I am writing my annual IWD letter on the plane to Singapore – my first trip back since making the tough decision to relocate to Sydney late last year for family reasons.
As I sit, ponder and write, I reflect on the morning that I have just had – a reminder of the constant juggling act that at least I experience as a woman in business and that I am sure many others in my position do too. I started my business as a young mother because of the glass ceiling I encountered in corporate Australia. And, while my daughters are teenagers now and far more independent, the demands of a growing business and the important stage that they are both at with their schooling means the juggling act required to keep all the balls up in the air without dropping one is even more intense than ever before!
Standing at the Qantas counter waiting for all my documents to be checked (COVID vaccination certificate, negative PCR test, VTL documentations etc) I received a call from one of my daughters in tears, deeply distressed that I was travelling again. It has been close to 2.5 years since I have travelled leaving my daughters, whereas once upon a time it was a regular occurrence. It has never been easy, but it was part of our life. And we now need to get used to it again as borders open and business continues to grow.
Trying to calm my daughter on the phone in front of airport officials and people waiting behind me impatiently in the line, I was then told that I was missing a form and would have to move to the side to fill it in before I could go any further. Trying hard not to panic that I now had to fill in a long online form that I had missed, and close to tears myself while comforting my daughter, feeling guilty that my business demanded me to travel, I was reminded that there is a delicate line that you need to walk in business as a woman – and it never seems to get easier.
In the lead-up to getting ready to travel for an extended period, there are the never-ending lists and logistics. There is the planning around the girls: which house will they stay at (their Dad’s or mine, and what days), do they have all the different uniforms (between the two of them, there are five different ones!) required ironed and ready to go for while I am away, and the list goes on. There are multiple lists that I constantly have running in my head or on my phone – and let’s not forget the 3am thoughts, such as I haven’t yet booked in parent-teacher interviews, must do that in the morning. And on top of that, there are the numerous business to-do lists – and clearly, I missed the memo about that one form I needed to fill in! It is a lot.
So this International Women’s Day, I want to acknowledge fellow female founders who should be celebrated for the extraordinary bravery and courage that they show every day by pushing the boundaries and breaking down barriers despite the demands on us as women.
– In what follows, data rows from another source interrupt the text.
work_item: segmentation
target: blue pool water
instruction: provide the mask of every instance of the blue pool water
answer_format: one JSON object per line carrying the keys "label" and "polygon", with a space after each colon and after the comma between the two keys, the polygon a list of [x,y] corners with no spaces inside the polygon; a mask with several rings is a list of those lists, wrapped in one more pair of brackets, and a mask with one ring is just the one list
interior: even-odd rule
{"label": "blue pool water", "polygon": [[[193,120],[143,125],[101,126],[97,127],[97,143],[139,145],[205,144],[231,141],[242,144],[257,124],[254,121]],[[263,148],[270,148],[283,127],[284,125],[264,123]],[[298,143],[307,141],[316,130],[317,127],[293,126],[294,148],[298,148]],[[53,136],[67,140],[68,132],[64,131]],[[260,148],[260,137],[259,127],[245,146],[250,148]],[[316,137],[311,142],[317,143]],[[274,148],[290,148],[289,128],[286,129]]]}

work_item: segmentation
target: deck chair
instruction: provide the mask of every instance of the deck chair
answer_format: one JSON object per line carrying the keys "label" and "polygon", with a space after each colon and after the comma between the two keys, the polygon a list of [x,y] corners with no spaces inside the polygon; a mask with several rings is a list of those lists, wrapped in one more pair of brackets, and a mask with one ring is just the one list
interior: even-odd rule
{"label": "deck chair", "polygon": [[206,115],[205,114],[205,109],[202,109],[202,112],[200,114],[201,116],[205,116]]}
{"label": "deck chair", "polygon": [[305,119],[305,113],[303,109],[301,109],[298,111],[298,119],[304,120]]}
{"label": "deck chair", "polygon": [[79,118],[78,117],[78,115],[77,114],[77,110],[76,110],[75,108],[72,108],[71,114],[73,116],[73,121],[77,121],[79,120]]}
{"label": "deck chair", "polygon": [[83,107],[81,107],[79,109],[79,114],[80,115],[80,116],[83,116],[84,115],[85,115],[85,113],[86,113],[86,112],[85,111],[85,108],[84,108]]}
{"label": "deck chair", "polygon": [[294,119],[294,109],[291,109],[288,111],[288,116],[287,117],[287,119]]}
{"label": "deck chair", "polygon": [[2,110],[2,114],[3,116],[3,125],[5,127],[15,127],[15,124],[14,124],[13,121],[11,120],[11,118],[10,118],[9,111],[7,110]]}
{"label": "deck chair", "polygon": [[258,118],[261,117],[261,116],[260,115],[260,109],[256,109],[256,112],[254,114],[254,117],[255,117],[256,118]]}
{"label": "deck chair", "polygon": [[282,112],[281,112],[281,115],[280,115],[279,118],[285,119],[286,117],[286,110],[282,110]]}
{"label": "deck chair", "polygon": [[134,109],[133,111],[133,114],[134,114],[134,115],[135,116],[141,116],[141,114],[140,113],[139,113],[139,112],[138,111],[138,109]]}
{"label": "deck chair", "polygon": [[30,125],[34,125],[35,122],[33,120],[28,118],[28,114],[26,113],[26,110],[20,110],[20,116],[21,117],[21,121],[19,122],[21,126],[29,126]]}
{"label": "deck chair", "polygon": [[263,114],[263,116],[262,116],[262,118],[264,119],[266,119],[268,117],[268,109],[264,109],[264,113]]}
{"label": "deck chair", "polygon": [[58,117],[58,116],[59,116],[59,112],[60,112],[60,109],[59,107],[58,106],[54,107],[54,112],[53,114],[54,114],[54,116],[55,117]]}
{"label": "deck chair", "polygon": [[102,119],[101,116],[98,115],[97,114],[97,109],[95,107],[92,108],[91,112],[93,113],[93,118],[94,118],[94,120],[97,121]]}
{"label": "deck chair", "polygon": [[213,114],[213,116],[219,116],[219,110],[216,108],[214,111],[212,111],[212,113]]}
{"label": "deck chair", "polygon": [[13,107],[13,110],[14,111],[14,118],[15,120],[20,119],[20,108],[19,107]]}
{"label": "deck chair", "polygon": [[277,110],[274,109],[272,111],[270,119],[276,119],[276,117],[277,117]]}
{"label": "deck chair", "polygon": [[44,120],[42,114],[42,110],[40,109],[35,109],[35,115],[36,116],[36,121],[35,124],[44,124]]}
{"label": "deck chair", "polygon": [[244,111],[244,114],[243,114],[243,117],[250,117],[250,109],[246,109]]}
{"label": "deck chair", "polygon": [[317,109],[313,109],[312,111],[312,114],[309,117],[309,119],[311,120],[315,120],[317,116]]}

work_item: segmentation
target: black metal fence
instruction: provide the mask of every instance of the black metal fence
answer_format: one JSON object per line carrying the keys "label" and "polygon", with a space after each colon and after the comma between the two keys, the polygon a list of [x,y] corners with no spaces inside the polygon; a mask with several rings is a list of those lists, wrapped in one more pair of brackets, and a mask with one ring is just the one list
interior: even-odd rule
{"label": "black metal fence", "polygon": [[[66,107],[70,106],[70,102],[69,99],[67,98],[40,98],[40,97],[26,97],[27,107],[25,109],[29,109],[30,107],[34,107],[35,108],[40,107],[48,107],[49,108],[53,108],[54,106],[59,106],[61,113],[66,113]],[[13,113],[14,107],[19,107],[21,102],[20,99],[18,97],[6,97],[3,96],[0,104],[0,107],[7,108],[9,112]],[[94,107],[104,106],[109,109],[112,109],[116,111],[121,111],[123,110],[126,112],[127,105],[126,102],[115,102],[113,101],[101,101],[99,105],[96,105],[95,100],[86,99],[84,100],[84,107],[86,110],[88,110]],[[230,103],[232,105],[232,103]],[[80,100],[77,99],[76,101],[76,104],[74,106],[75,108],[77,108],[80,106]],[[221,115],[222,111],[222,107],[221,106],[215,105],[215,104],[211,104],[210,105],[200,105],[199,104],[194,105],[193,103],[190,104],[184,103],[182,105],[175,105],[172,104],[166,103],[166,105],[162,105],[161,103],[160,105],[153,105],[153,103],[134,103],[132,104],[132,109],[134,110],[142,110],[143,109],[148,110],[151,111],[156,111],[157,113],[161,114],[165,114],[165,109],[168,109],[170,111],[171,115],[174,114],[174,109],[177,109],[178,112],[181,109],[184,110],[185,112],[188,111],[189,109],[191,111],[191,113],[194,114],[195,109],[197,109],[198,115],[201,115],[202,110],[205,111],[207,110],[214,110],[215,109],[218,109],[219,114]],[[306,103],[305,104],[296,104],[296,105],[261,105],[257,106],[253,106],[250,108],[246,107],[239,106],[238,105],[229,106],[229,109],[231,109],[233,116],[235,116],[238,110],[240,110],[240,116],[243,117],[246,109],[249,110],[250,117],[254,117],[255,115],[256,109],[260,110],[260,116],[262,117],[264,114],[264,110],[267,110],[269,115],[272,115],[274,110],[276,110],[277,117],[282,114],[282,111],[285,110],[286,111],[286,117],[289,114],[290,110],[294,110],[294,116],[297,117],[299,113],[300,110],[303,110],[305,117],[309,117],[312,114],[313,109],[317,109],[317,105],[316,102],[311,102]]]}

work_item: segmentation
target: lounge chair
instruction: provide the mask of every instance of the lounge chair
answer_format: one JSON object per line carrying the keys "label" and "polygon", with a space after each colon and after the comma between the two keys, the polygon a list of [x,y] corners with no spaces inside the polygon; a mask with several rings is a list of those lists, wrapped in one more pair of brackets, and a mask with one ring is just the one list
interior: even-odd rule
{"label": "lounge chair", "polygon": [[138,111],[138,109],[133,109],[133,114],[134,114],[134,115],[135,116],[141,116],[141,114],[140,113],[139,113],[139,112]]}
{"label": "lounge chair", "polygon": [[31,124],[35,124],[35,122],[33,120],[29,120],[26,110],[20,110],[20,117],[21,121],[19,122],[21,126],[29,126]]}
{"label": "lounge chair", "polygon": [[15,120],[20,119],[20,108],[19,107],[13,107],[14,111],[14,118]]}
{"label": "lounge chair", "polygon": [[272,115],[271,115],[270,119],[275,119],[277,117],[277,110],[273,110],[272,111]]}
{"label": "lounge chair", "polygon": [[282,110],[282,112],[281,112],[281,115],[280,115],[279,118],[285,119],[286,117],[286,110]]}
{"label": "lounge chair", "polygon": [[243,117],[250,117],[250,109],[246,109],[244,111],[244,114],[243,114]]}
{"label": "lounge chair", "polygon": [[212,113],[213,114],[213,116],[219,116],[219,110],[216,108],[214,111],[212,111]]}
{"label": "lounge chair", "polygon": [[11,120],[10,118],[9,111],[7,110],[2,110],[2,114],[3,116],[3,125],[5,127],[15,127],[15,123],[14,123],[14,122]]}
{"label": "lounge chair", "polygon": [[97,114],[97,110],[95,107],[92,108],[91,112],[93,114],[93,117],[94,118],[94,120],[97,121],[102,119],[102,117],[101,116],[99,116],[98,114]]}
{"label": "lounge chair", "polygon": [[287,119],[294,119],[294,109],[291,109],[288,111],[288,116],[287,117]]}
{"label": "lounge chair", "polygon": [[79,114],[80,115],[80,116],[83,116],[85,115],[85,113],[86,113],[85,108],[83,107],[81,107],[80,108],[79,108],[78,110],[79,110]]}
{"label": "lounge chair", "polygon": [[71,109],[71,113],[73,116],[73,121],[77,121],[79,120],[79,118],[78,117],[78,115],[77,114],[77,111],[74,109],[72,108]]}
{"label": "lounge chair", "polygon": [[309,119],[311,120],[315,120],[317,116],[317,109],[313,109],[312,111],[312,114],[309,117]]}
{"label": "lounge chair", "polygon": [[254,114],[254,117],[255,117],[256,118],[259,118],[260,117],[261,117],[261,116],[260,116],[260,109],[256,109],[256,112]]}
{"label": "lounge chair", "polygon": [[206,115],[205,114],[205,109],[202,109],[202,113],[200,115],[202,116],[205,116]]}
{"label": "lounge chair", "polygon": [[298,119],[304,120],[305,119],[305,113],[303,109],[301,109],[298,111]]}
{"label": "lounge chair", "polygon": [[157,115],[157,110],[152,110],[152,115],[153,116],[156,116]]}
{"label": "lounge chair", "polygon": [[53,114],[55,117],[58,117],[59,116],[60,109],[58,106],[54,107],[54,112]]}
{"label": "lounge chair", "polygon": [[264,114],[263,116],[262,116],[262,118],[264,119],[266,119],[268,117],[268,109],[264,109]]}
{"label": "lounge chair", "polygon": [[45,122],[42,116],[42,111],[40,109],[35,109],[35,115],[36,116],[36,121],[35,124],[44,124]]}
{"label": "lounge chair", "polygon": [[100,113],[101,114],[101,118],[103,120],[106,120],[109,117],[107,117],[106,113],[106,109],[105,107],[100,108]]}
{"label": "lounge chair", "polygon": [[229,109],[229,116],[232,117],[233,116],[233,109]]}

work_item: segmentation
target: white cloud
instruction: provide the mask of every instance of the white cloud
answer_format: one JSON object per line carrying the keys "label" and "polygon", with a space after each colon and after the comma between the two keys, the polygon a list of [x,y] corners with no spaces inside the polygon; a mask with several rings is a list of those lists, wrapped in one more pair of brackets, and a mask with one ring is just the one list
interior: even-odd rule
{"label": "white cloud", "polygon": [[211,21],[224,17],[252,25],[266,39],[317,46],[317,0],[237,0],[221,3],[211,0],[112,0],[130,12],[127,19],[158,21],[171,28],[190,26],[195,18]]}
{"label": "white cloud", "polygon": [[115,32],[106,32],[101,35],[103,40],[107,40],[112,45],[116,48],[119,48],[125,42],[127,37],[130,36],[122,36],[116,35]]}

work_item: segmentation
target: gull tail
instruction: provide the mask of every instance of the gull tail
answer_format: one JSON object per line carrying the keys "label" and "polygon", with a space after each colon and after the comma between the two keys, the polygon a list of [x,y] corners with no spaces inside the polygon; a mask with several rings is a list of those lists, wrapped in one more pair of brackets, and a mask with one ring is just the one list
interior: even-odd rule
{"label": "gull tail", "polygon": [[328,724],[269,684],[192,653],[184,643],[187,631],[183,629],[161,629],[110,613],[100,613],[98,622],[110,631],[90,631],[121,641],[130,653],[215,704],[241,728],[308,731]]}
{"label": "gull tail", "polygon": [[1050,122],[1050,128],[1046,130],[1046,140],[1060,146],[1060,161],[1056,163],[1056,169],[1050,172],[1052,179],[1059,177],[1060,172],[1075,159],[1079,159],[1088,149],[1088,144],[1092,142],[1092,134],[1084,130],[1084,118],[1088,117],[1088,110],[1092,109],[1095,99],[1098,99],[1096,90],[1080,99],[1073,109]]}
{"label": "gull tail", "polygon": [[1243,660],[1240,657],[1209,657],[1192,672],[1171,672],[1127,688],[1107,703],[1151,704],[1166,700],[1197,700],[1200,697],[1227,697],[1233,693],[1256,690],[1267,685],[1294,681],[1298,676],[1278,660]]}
People often say to me, “I don’t know how you do it Gemma!” I don’t know either, to be honest! But I know I need to do my bit in paving the way for the next generation and I have a responsibility to do this for my own daughters who already dream big and see bright futures.
The good news is that there are more women turning to running their own businesses than when I started 14 years ago. At the time, there were a handful of Australian female entrepreneurs that were making inroads – Suzi Dafnis, Katherine Edgar and Naomi Simpson were three that stood out for me personally. I like to think that there are many more now, but there is still a long way to go in terms of gender equality in the world of business.
I know this only too well. Recently, I had it confirmed that my marketing firm is being paid significantly less than another male-led similar provider in the same client account for similar services. To know this, even when I know this other firm is more newly established and doesn’t have the same credentials as us is so deeply insulting and hurtful. It isn’t the first time too that I have been made aware of such disparity. I have experienced this time and time again since the beginning but thought that we were beyond this now.
And did you know that only 2% of VC funding goes to women entrepreneurs? And women are less likely to get traditional small-business bank loans? It is widely reported that women-owned businesses tend to suffer more than male-owned businesses in times of recession and difficult economic crises in part because of this.
I think it’s clear, there are a lot of balls to juggle as a female in business in an environment that is still not a level playing field. And this often can seem deeply unfair and discouraging.
So why would you do it? Why would you run a business as a woman knowing that it isn’t a level playing field, and that you have challenge upon challenge, and that you still have your commitments as a mother, a daughter, a sister, a carer etc?
As hard as it is (and trust me there are many days that I’m tempted to throw in the towel), for change to take place, we need trailblazers to challenge the status quo. I am privileged to know some incredible women and female entrepreneurs who are changing the game such as Ginger Jones and Amanda Fry and my own darling mama– women whom I get so much strength and inspiration from.
Despite the sleepless nights, the endless running lists, the disappointments by some along the way who make the journey even more difficult, we must strive to make positive change and break down barriers. We need bucketloads of resilience, bravery and courage to do this, but we need to show the next generation of female leaders that there are no limits. We simply have to.
So this IWD, please celebrate the courageous women you know. We need them more than ever. Show them that you appreciate what they do for womankind. We would be lost without them.